We do indeed have a right to religious freedom in the United States. However, that freedom does not extend to infringing on someone else’s rights, forcing your values on other people or to making their life harder to keep you comfortable.
Discrimination is not a Christian value. In the Gospels of the New Testament, repeatedly, Jesus included the outcast, the different, people considered nothing more than property. Jesus spoke clearly to the alleged “good people” who excluded anyone different than themselves and proclaimed that in God’s kingdom those whom they wanted to exclude would be first.
Jesus demanded that we look out for the welfare of all people, but we particularly care for and seek justice for those whom society oppressed, marginalized and excluded.
Theology and religion aside, the inclusion of all people, but particularly LBGTQIA+ people, is a justice issue. People come in all shapes, sizes, colors, personalities, sexual orientations, abilities, hormone levels, and the list goes on, all created in the image of God/the Divine.
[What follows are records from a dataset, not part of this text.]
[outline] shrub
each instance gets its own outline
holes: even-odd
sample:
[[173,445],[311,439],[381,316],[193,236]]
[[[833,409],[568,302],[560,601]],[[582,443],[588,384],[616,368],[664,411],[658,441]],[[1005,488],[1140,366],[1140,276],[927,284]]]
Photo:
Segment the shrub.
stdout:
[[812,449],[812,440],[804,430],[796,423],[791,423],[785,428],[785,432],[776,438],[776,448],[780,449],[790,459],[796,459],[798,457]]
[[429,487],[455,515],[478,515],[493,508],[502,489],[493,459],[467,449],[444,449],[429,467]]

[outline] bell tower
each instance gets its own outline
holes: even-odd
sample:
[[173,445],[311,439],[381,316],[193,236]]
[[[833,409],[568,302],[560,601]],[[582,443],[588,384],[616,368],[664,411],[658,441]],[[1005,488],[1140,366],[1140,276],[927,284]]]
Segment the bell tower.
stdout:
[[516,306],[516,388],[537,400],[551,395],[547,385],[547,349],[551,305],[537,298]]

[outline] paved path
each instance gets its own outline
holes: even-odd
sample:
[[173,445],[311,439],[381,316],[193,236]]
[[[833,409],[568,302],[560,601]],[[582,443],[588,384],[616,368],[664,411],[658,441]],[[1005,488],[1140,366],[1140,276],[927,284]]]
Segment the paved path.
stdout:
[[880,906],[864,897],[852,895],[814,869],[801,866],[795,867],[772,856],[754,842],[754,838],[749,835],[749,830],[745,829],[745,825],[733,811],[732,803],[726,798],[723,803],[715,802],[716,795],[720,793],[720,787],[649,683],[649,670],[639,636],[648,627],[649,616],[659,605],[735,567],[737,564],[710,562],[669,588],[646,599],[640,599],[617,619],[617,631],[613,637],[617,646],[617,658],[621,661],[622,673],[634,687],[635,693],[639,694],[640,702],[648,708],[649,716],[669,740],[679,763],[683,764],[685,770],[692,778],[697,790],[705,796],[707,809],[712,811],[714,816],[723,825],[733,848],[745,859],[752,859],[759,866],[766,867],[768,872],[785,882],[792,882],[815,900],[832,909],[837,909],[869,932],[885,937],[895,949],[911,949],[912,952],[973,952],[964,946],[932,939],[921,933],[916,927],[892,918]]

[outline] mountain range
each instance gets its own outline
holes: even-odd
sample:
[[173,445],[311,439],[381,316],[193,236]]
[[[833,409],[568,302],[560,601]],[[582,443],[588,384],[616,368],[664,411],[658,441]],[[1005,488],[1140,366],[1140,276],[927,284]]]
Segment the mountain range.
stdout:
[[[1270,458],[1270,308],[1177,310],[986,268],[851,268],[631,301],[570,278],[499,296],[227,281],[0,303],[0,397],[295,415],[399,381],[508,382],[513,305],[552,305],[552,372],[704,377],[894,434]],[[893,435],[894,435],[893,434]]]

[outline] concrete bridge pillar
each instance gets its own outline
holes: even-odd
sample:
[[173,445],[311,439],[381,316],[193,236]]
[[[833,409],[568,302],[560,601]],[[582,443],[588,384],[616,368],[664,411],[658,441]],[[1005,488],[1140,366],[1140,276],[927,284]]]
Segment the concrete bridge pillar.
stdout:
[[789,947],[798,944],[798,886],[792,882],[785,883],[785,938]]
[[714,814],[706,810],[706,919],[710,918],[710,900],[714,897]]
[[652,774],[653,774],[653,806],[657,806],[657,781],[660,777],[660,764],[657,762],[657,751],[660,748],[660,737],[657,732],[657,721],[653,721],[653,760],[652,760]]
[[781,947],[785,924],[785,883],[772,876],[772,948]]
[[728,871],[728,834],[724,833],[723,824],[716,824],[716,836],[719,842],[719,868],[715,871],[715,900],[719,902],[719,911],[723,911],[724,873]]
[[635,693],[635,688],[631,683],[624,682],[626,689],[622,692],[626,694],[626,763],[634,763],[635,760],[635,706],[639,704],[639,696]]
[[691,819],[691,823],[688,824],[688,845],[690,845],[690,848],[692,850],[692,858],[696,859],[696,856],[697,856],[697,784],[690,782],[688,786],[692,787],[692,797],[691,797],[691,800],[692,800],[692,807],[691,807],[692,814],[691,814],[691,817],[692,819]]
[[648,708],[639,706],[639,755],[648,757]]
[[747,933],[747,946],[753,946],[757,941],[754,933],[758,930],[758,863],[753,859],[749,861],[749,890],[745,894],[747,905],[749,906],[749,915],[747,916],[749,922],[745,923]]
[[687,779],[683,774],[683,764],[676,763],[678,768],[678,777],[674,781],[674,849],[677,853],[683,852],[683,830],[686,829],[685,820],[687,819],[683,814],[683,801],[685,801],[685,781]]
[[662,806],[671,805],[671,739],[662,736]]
To assert that one small sliver of the population doesn’t deserve equity and justice is not the principle of life, liberty and the pursuit of happiness our country was founded on.
To speak directly to the “controversy” of transgender athletes participating in women’s sports. (Isn’t interesting that this is only about women’s sports? Misogyny abounds.) There are already differences in women competing. There are already women who do not identify as transgender who have testosterone levels higher than the average woman. There are already women who are built more like a male. This isn’t new. Just as there are men who are built and have physiology that are more female, but they identify as male.
The issue isn’t differences, they already exist. The difference is prejudice, fear and hate. Sports already have class/weight and other divisions to handle the differences in athletes. This argument against transgender athletes, rings of the racial segregation of sports leagues in the 20th century, when prejudice spread the misconception that people who are Black couldn’t and shouldn’t compete with white folks.
It is time as a nation and as a world, that we live up to our highest ideals of justice, decency and human flourishing. It is time that we stop all divisions, prejudice, hate and fear. It is time for us to decide that all people are created to live up to their highest and best potential. While it is not perfect, the Equality Act is a step in the right direction to ensure that we live into what we claim to be true: that all people in this land truly are equal and do indeed matter.
Rev. Brigette Weier is pastor of Our Saviour’s Lutheran Church, Evangelical Lutheran Church in America, Holladay.